From 7b619801c13621abc8de39dad3e0db8c7db206ad Mon Sep 17 00:00:00 2001
From: Hemanth <74316298+hsavasere@users.noreply.github.com>
Date: Sat, 11 Oct 2025 11:54:53 +0530
Subject: [PATCH 1/3] docs(maintenance): add graceful shutdown procedures
 documentation

Add comprehensive documentation for graceful shutdown procedures in Fluss,
covering server shutdown processes, component-specific shutdown sequences,
best practices, and troubleshooting guidelines. The document provides
implementation details for both Coordinator and Tablet servers, along
with configuration references and monitoring recommendations.
---
 .../operations/graceful-shutdown.md           | 238 ++++++++++++++++++
 1 file changed, 238 insertions(+)
 create mode 100644 website/docs/maintenance/operations/graceful-shutdown.md
diff --git a/website/docs/maintenance/operations/graceful-shutdown.md b/website/docs/maintenance/operations/graceful-shutdown.md
new file mode 100644
index 0000000000..9614cf34e3
--- /dev/null
+++ b/website/docs/maintenance/operations/graceful-shutdown.md
@@ -0,0 +1,238 @@
+# Graceful Shutdown
+
+Fluss provides comprehensive graceful shutdown mechanisms to ensure data integrity and proper resource cleanup when stopping servers or services. This document covers the various shutdown procedures and best practices for different Fluss components.
+
+## Overview
+
+Graceful shutdown in Fluss ensures that:
+- All ongoing operations complete safely
+- Resources are properly released
+- Data consistency is maintained
+- Network connections are cleanly closed
+- Background tasks are terminated properly
+
+## Server Shutdown
+
+### Coordinator Server Shutdown
+
+The Coordinator Server implements a multi-stage shutdown process:
+
+1. **Shutdown Hook Registration**: The server registers a JVM shutdown hook that triggers graceful shutdown on process termination
+2. **Service Termination**: All services are stopped in a specific order to maintain consistency:
+
+   **Coordinator Server Shutdown Order:**
+   1. Server Metric Group → Metric Registry (async)

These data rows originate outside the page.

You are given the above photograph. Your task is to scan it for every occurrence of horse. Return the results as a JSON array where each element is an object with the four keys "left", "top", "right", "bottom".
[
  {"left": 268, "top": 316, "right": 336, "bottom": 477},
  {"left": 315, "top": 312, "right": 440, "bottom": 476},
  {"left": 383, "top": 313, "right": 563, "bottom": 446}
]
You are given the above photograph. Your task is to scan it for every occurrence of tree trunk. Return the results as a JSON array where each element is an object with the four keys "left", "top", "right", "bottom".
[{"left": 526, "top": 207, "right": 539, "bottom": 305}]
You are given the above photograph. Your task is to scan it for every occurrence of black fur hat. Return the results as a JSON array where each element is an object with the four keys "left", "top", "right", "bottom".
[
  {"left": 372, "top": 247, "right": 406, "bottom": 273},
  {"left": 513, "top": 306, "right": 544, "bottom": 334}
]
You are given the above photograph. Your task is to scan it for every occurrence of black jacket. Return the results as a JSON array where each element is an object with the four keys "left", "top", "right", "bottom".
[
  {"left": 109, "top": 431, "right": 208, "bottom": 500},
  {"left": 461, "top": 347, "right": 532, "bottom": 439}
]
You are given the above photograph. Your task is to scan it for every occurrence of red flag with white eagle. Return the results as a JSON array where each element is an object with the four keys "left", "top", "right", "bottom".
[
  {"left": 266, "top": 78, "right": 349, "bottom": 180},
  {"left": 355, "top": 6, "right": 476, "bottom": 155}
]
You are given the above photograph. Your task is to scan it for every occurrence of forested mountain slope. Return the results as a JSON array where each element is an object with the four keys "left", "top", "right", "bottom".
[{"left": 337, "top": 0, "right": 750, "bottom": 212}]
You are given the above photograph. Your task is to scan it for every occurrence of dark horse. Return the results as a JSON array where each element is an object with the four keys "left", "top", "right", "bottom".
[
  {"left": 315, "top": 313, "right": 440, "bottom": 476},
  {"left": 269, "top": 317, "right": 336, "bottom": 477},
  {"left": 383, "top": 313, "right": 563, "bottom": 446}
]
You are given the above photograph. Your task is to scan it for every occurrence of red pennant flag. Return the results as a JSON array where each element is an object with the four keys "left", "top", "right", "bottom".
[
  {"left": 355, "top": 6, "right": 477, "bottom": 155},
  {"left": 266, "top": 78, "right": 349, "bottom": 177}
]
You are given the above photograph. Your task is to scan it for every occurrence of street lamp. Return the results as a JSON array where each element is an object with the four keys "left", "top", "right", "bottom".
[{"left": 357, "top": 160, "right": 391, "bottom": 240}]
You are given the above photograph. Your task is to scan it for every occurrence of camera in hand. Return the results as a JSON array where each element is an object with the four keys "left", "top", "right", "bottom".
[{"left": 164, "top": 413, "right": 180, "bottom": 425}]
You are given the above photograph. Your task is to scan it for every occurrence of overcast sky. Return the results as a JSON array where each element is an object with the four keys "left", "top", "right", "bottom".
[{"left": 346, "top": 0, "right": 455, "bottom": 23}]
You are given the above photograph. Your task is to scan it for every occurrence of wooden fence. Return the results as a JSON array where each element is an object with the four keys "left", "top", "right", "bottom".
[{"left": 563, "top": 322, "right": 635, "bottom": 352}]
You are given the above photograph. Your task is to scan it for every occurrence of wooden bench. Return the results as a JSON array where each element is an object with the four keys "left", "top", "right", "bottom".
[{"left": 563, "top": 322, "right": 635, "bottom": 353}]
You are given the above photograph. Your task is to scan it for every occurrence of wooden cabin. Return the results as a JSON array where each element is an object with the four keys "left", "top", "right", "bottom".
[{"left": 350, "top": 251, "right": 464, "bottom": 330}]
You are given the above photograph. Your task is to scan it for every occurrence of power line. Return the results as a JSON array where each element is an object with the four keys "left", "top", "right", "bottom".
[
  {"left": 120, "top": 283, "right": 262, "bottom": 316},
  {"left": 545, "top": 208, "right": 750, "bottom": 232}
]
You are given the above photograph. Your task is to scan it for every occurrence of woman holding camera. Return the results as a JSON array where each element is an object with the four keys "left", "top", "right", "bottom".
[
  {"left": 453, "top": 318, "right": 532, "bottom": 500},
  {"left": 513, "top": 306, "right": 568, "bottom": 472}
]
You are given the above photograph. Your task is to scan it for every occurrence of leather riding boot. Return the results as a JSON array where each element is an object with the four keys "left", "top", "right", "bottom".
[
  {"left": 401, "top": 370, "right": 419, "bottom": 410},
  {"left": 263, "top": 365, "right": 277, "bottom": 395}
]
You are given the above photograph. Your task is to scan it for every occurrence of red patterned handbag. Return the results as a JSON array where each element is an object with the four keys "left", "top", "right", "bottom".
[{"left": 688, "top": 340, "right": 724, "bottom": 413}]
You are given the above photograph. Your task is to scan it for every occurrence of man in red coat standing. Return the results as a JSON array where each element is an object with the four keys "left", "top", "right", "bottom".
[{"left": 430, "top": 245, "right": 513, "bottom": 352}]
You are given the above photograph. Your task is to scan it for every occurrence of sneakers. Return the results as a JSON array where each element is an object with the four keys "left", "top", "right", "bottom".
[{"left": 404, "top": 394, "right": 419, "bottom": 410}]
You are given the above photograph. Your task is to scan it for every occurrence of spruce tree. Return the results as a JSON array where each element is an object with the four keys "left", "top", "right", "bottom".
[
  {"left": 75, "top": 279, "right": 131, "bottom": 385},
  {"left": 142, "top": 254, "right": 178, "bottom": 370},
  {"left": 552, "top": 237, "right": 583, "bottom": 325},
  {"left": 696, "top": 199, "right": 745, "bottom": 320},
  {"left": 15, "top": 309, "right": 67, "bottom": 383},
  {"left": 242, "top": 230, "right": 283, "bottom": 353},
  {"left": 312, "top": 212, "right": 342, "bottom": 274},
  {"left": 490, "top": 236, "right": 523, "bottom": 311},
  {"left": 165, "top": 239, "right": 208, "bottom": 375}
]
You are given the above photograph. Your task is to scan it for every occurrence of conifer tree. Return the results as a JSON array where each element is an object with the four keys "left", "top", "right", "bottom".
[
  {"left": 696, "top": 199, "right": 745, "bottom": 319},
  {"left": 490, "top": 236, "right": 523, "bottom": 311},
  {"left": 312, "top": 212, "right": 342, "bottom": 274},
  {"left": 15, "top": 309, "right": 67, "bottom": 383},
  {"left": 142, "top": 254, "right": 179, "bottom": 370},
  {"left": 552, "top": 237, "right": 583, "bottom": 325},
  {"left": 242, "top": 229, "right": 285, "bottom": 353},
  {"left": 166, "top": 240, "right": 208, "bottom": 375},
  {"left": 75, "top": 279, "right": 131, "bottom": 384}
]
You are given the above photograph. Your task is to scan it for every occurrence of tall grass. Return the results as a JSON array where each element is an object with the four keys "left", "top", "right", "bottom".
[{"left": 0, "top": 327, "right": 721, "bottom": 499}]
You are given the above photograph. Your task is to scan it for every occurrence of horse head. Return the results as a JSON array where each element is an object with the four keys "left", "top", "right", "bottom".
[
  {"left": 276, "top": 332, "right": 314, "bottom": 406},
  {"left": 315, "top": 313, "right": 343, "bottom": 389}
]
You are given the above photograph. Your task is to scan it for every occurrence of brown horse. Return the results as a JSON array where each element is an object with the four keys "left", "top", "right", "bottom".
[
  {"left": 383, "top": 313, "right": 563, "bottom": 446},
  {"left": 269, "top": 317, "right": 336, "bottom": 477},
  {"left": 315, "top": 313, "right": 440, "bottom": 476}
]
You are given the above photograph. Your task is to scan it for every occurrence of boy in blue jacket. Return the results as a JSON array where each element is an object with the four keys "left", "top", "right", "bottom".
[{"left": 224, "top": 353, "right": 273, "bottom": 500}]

+   2. Auto Partition Manager → IO Executor (5s timeout)
+   3. Coordinator Event Processor → Coordinator Channel Manager
+   4. RPC Server (async) → Coordinator Service
+   5. Coordinator Context → Lake Table Tiering Manager
+   6. ZooKeeper Client → Authorizer
+   7. Dynamic Config Manager → Lake Catalog Dynamic Loader
+   8. RPC Client → Client Metric Group
+
+   **Tablet Server Shutdown Order:**
+   1. Tablet Server Metric Group → Metric Registry (async)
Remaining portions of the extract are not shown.